Sunday, May 21, 2017
The Red Dress
I don't want to. I don't want to give you away. I still long to be the young girl I once was who could slip so easily into your silhouette.
But you were not young when you came to me, you were already old - it was a generation before. You were born from the hands of a woman who believed in the magic of needle and thread, good cotton fabric, the hum of a sewing machine, the feel of new seams, and the beauty of buttons. She made an art out of sewing, transforming the simply flat into exquisite form.

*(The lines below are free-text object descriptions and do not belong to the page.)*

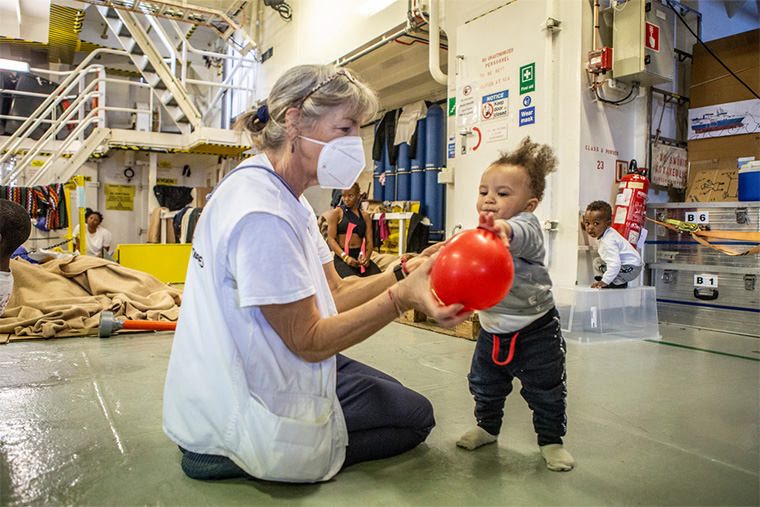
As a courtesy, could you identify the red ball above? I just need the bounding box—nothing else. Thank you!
[430,228,514,311]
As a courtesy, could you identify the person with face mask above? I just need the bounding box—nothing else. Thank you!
[162,64,472,483]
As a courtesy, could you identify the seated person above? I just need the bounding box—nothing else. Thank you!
[73,209,112,258]
[582,200,643,288]
[0,199,32,316]
[327,183,382,278]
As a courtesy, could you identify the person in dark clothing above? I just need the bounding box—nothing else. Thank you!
[327,183,382,277]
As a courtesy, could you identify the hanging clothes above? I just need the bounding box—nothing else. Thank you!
[153,184,193,211]
[173,206,192,243]
[394,100,428,147]
[405,213,431,253]
[371,109,400,166]
[184,207,203,244]
[1,183,68,229]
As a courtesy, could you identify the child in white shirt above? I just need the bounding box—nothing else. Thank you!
[582,200,643,289]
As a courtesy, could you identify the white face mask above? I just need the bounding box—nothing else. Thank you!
[299,135,366,189]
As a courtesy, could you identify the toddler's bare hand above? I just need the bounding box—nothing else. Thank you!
[478,212,510,248]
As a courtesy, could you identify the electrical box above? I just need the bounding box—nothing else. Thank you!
[613,0,674,87]
[588,47,613,75]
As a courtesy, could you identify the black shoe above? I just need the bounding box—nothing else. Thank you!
[181,450,250,480]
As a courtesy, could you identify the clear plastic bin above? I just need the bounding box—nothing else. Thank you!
[554,285,660,344]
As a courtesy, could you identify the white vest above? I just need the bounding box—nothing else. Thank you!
[162,155,347,482]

One time, maybe the best time, I wore you when I danced. The late afternoon sunlight was streaming through the studio windows, making long shadows of your full gathered skirt. The music felt sacred and permeated the atmosphere with magic and grace. I twirled and you followed, a beat behind me, like an echo or a trace of light. I melted into the floor, laying you upon it softly and with dignity. The floor was our friend. I rolled and somersaulted around the room, losing sight of space and time. I liked to be upside-down and you liked to be inside-out. We were proud of our eccentricities.
But how can I describe your red? Oh to find the words! Like roses, of course. And blood from the prick of their thorns. The heat of a bonfire, the blush of a passionate kiss, the taste of strawberries in the spring, the love of a good man. I saw your red once before in a dream, but I have forgotten what it was. Maybe it was a mirror to my soul.
But now I am old and my waist strains against your thin tight belt. We no longer fit each other. It is sad, but expected. The spread of flesh over time. It is time to say good-bye. Find a new life with a new generation.